During the research period, the 63 offenders stole 1510 items whilst committing 541 separate offences of shoplifting

The most frequently stolen goods were food and alcohol, followed by personal hygiene products, clothing and chocolate. The point is somewhat speculative but it seems the goods were for personal use as well as for sale in illegal markets, the size of which may well have expanded during recent years.

The gross value of 40% of goods stolen was over £50. However, this is not an indication of the cost of dealing with the prolific offenders. The costs of deploying shop, police officer, administrative staff and many other factors have to be calculated.

50 of the 63 offenders have been supervised within a programme of integrated offender management. This included tagging, other management tactics and work with drug and alcohol rehabilitation agencies.

Officers have assessed a very significant majority of the group, 60, as misusing drugs and alcohol. Their offences sustain their drug and, or alcohol dependency.

Drugs and alcohol rehabilitation programmes are clearly within a broad definition of policing and crime prevention. The majority of the prolific offenders had been assessed by police officers as having drug and, or alcohol problems. During the research year, however, just 16 drug and 2 alcohol rehabilitation orders were aspects of 541 sentences delivered by courts.

An officer working in Nottinghamshire Police Integrated Offender Management team developed an innovative project (Operation Dormouse) to address the problem of prolific shoplifting in the city area. The co-location of police and alcohol, drugs and other personnel was central to this work. Extensive data were shared between all agencies involved. The commitment of retail managers and their security staff was vital. Local policing teams were also engaged. A close partnership between the police and staff from other agencies was therefore central to the work undertaken.

37% (167) of the 232 cases for which sentencing data were available involved imprisonment, with an average sentence of 55 days. 28 days was the median length of sentence, the middle number of all sentence lengths.

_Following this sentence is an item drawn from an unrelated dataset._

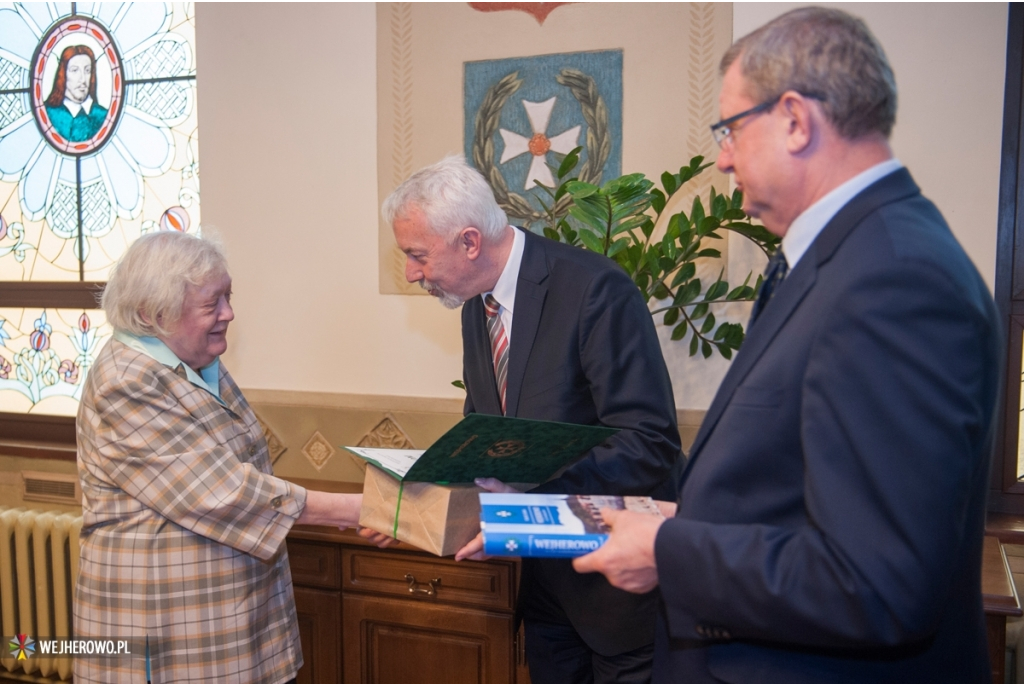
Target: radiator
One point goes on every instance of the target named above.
(38, 567)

Many sentences were far shorter than 28 days.

97% of the 232 offenders for which sentencing records were available were arrested for 7 or 8 further offences from 2 to 5 months and onwards after their first arrest during the research year.

A long term strategy to address shoplifting in Nottinghamshire, including offences by prolific offenders, is required. It should be developed on the basis of documented outcomes from Operation Dormouse and further systematic analysis of all relevant data. The approach to prolific offenders taken so far has led to reductions in offending but the extent to which such intense, closely coordinated work can be sustained, not least within the context of budget reductions, is a moot question for consideration.

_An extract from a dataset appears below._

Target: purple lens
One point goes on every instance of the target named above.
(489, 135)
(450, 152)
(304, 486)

Whatever the approach taken retail firms can be expected to play a greater role in the introduction of security measures to prevent shoplifting. Householders routinely purchase equipment to protect their property. This should also apply to measures such as tagging for retail firms.

Introduction

This report provides an analysis of 63 offenders charged with shoplifting in Nottinghamshire on 5 or more occasions during the 12 months between July 2012 and July 2013.1 During this period 1543 offenders were arrested for shoplifting. The majority, 1003 (65%), did not go on to repeat their offence. The proportion of all shoplifters committing just one offence in the previous 12 months, June 2011- June 2012, however, was higher. 71% of all offenders committed one offence during that period. Increases in the number of offenders committing more than one repeat offence of shoplifting were also recorded. Generally, increases in the rate of re-offending by shoplifters have been documented.

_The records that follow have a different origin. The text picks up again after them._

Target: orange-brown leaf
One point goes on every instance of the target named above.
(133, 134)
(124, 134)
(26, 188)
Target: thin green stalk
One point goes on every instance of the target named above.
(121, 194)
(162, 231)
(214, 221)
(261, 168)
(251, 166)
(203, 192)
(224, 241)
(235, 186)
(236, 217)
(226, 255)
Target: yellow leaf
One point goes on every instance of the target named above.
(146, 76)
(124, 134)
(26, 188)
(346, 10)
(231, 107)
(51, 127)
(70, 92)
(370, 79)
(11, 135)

A strategic assessment of shoplifting in Nottinghamshire should take into account citizens’ views of which crimes should be addressed as a priority along with priorities for policing which extend beyond crime reduction. When limited police resources to address public and other priorities are also necessarily included in a strategic assessment, it is appropriate to consider a starting point that might lead to an important reduction in one type of crime through giving particular attention to prolific offenders committing it. The crime is committed frequently and has particular characteristics which means that it cannot be reduced dramatically, certainly in the short to medium terms. Shoplifting in Nottinghamshire may be considered such a crime. It cannot be reduced dramatically in the short term. A starting point to reduce it lies with addressing offences by a group of prolific offenders.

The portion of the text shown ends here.